Congressman Ryan defends his budget proposal as an expression of the Catholic principle of subsidiarity, which balances liberty and equality by fostering decentralized responses to human need. But the Bishops have pointed out that Ryan misses the spirit of the principle. In his interpretation, liberty trumps equality, decentralization becomes unlimited individualism, and subsidiarity collapses into a free market ideology that abandons public investment in empowering solutions for those in need.
I’d like to see a debate question that asks the candidates to evaluate the 1996 Welfare Reform in light of the new poverty statistics and their deepest value commitments. Clinton’s reform established time limits and work requirements in order to restore incentives and foster personal responsibility. But it neglected key systemic supports that his advisor David Ellwood believed must accompany time limits if the reform was to work effectively to reduce poverty and not just reduce welfare rolls. Catholic social teaching understands this policy as a separation of interrelated moral imperatives that must be held in tension with one another.

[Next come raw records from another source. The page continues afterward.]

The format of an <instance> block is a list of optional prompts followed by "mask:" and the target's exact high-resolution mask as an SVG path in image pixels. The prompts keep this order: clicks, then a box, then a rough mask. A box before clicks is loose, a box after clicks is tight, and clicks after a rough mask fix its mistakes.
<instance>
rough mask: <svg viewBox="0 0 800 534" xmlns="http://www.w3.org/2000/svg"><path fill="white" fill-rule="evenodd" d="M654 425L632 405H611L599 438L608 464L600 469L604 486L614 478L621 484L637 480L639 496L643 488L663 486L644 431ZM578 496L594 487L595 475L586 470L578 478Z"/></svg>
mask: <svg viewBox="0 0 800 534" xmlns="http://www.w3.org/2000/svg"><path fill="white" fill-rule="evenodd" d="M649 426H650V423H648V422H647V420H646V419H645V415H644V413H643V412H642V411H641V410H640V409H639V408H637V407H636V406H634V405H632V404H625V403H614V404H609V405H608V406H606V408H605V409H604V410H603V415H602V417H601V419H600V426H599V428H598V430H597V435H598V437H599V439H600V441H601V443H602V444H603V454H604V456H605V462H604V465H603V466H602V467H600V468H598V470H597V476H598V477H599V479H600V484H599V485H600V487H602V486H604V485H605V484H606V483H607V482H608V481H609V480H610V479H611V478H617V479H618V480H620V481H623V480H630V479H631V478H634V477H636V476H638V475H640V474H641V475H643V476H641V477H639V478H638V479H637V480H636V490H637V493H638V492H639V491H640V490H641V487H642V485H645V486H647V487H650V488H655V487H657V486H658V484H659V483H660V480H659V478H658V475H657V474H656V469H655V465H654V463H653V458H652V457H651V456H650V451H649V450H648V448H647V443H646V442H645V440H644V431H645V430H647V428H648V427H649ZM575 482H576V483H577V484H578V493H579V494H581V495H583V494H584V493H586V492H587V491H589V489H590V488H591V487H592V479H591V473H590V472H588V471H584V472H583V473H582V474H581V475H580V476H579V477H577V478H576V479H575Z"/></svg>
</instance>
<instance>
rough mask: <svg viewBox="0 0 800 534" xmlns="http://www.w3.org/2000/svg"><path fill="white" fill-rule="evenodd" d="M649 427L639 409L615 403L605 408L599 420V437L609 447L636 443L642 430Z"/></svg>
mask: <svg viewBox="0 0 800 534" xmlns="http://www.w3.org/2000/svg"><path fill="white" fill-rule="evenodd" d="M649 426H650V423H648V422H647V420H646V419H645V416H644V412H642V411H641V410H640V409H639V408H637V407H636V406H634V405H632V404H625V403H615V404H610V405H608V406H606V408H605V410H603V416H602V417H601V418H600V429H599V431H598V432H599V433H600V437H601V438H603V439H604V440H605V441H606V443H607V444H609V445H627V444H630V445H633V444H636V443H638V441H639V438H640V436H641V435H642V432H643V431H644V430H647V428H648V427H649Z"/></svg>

Of course, our public political discourse is more likely to employ the language of human rights. So why not ask the candidates, “What things do you believe are due to every human being simply by virtue of the fact that they are human? Freedom of speech, worship and assembly? Rights to food, housing, health care and employment? Further, how should the community structure the securing of those rights?” Wouldn’t that be a fascinating and important discussion?
One wonders if anyone is listening to the voices of poor people in America. Hearing the stories of others may be one of the most important things we can do about the issue. Prior to the religious language of Catholic social teaching or the public discourse of human rights is the narrative of human experience, which is the most powerful and universal. As Catholic moral theologian Monika Hellwig says, “The idea of human rights is surely first shaped by the sense of violation. It has its origin in an existential scream of pain or deprivation. When we hear the scream, we know what it means not because we can explain it but because we can feel it. It is by the capacity for empathy that we know what it means. But we have to hear the scream first.”
Perhaps that would do more to change our political discourse on poverty than anything.